Yield measures the return on your investment on an annualized basis.
Yield = Coupon amount/price. When the price changes, so does the yield.
Here’s an example: Let’s say you buy a bond at its Rs.1,,000 par value with a 10% coupon (annaul interest).
If you hold on to it, it’s simple. The issuer pays you Rs.100 a year for 10 years, and then pays you back the Rs.1,000 on the scheduled date. The yield is therefore 10% (Rs.100/Rs.1,000).
If, however, you decide to sell it in the secondary market, then you may or may not get back the invested Rs.1,000. Because bond prices change on a daily basis of prevailing interest rates.
If the price of the bond in the market is Rs.800, it’s selling under face value or at a discount. If the price of the bond in the market is Rs.1,200, it’s selling above face value, or at a premium.
Regardless of the market price of a bond, the coupon remains the same. In our example, the bond holder continues to receive Rs.100 a year.
What changes is the bond yield. If you sell it for Rs.800, the yield will be 12.5% (Rs.100/Rs.800). If you sell it for Rs.1,200, the yield will be 8.33% (Rs.100/Rs.1,200).
YTM is one more concept which you have to understand if you are trying to buy from the secondary market. YTM simply means as per the current bond price, what will be your return on investment if you hold the bond till maturity.
Hence, if you are planning to hold the government bond till maturity, then you no need to worry about market flactuation or yield. You are guaranteed of interest till maturity and no risk at all. However, if you are planning to sell in the secondary market then the yield will comes into picture, which again depends on volatility measures like maturity period, interest rate cycles and liquidity.
# Interest Rate Payout
In case of FDs, you have an option to chose the interest payout like either on quarterly or yearly or at maturity. However, currently in case of Governent Bonds, as of now, there are no such cumulative bonds available (means you will get principal and interest at maturity). Hence, usually Government Bonds will pay you the interest usually twice a year.
Hence, investing in such Government Bonds is suitable only for those who are looking for some GUARANTEED long term interest income (like pension or annuity). If your idea is to invest and make it grow, then such Government Bonds are not suitable for you.
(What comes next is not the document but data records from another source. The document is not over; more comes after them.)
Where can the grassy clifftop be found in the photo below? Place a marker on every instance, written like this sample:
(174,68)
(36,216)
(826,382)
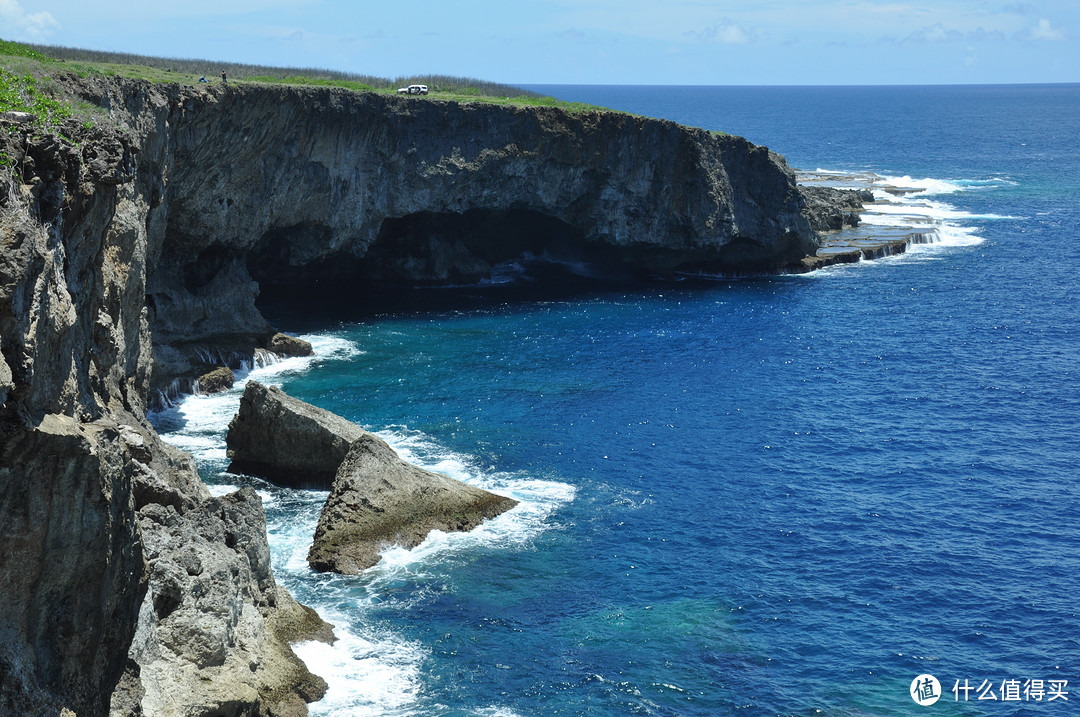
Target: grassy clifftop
(42,62)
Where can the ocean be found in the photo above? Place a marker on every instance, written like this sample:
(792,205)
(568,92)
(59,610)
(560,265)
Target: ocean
(829,494)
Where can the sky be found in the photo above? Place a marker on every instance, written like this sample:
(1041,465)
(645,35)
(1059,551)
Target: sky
(774,42)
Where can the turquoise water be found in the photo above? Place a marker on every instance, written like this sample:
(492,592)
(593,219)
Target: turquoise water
(781,496)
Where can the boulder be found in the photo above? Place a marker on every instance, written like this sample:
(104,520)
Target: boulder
(378,500)
(217,380)
(215,627)
(287,441)
(284,345)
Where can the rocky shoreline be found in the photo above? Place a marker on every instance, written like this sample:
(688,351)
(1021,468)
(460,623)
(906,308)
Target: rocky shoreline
(131,259)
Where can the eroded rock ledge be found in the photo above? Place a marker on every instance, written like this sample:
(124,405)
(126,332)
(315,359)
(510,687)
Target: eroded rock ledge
(376,498)
(133,258)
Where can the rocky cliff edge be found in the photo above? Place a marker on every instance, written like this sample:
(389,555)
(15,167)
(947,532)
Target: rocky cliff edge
(133,256)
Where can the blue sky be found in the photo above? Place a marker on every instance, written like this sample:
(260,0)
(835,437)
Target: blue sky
(591,41)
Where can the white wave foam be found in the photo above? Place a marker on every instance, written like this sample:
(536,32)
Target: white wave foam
(925,186)
(373,674)
(370,671)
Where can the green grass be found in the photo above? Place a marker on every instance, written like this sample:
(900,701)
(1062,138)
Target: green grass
(21,93)
(85,63)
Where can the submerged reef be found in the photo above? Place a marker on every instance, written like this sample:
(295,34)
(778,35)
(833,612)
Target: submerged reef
(131,257)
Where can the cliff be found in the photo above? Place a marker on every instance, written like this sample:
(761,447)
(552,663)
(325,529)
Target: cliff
(134,256)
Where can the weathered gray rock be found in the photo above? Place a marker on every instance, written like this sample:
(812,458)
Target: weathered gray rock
(283,345)
(158,240)
(829,208)
(215,628)
(287,441)
(71,567)
(217,380)
(5,382)
(89,576)
(379,500)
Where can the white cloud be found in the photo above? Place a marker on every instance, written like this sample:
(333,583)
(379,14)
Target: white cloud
(1045,31)
(18,25)
(935,32)
(727,31)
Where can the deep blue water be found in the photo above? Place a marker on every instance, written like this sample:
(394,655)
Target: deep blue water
(783,496)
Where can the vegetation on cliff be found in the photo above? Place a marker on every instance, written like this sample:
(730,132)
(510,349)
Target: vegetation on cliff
(86,63)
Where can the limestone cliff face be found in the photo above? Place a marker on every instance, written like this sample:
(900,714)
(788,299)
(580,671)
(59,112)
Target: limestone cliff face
(107,535)
(278,187)
(131,257)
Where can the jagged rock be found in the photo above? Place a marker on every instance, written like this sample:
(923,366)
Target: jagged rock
(83,477)
(217,380)
(214,630)
(158,240)
(378,500)
(5,382)
(829,208)
(284,345)
(287,441)
(71,567)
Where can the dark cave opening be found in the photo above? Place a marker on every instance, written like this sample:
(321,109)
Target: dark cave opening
(436,260)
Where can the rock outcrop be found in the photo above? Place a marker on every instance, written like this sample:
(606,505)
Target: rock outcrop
(130,266)
(829,208)
(376,498)
(124,587)
(379,500)
(287,441)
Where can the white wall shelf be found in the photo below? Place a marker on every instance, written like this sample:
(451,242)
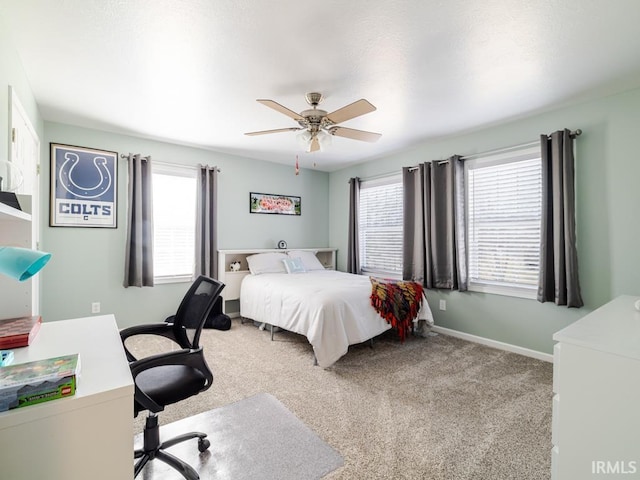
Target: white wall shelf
(16,298)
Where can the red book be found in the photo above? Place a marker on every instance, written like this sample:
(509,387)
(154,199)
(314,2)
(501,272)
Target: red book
(19,332)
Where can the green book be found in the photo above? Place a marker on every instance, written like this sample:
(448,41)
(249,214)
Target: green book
(25,384)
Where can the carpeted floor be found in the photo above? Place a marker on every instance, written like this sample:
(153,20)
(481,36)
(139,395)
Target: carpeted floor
(436,408)
(254,438)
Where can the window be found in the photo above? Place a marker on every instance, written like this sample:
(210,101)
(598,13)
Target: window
(504,196)
(174,222)
(380,226)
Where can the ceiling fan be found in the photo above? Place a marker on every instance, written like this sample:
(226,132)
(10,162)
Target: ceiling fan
(317,125)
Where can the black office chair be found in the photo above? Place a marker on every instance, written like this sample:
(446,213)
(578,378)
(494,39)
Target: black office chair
(171,377)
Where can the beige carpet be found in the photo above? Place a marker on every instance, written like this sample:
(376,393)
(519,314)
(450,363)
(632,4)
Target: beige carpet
(254,438)
(431,408)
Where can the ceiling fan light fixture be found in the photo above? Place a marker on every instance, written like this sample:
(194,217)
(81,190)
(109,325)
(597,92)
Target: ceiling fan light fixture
(324,139)
(304,139)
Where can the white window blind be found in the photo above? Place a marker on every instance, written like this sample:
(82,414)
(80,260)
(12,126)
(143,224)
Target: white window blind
(380,226)
(503,222)
(174,222)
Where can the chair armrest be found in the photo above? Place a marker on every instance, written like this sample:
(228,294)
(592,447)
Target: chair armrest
(160,329)
(184,357)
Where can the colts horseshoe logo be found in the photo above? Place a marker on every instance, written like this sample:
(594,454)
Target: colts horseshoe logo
(84,191)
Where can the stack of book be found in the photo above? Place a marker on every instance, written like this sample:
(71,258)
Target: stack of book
(25,384)
(19,332)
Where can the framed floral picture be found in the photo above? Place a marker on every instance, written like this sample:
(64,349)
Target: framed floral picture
(274,204)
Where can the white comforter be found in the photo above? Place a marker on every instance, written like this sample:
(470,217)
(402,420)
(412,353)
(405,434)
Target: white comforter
(332,309)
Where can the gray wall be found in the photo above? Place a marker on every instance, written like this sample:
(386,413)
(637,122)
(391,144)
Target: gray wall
(608,222)
(87,264)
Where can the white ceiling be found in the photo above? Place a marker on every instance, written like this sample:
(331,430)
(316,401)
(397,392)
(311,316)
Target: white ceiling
(189,71)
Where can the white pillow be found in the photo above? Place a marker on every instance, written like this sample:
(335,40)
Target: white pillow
(294,265)
(266,263)
(309,259)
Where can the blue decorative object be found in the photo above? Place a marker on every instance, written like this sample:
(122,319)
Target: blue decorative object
(21,263)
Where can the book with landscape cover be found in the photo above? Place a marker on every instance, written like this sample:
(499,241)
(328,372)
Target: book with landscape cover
(25,384)
(19,332)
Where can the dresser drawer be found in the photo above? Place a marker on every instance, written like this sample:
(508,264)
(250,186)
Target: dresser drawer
(556,366)
(555,418)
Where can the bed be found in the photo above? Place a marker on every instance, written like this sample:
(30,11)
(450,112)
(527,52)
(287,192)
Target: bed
(331,309)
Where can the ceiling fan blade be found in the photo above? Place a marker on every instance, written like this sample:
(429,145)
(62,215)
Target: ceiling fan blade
(279,108)
(315,145)
(277,130)
(350,111)
(355,134)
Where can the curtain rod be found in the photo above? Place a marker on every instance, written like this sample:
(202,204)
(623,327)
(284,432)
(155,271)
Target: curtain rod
(179,165)
(122,155)
(572,134)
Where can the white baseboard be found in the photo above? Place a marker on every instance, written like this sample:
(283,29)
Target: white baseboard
(547,357)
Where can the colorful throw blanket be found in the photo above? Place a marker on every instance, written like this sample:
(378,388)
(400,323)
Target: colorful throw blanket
(397,301)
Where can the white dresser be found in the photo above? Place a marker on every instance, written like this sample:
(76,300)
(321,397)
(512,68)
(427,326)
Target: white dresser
(596,406)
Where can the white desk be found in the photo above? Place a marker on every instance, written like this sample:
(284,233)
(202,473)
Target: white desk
(89,435)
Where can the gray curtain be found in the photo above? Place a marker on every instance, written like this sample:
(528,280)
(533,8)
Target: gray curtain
(139,249)
(434,229)
(558,280)
(353,246)
(207,221)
Instead, you can use Gilt Bonds or NPS Tier 2 Government Bond options.
To understand how volatile the Gilt Bonds prices, I have considered the SBI Gilt Fund data of alst 20 years. It is one among the oldest Gilt Mutual Fund with considerable high AUM. Hence, I have considered this to show you the volatility of such Government Bonds.
Notice that for each 3 years, 5 years and 10 years holding periods how volatile are the returns. Why I am considering Gilt Bond Fund instead of Gilt Bonds data? As of now, I am unable to find the historical Gilt Data. Hence, to show you the way how volatile are Gilt Bonds, I have taken into consideration of Gilt Bonds.
Conclusion :- Considering all these aspects, what we can assume that Government Bonds are not alternatives to Bank FDs. They have their own positives and negatives. Hence, instead of jumping into investing BLINDLY just because RBI launched the platform for you, it is better at first to undrestand your purpose of investment and if the above said points are suitable for your consideration, then go ahead and invest in Government Bonds. Otherwise, for short term (like less than 3 years), FDs are still the best choices and for for long term, I prefer Gilt Bonds (if your holding period is more than 10+ years).
However, if someone is looking for safe kind of constant stream of income (without worrying the liquidity) for 10, 20 or 30 years period, then you can consider such Government Bonds (Don’t forget the inflation).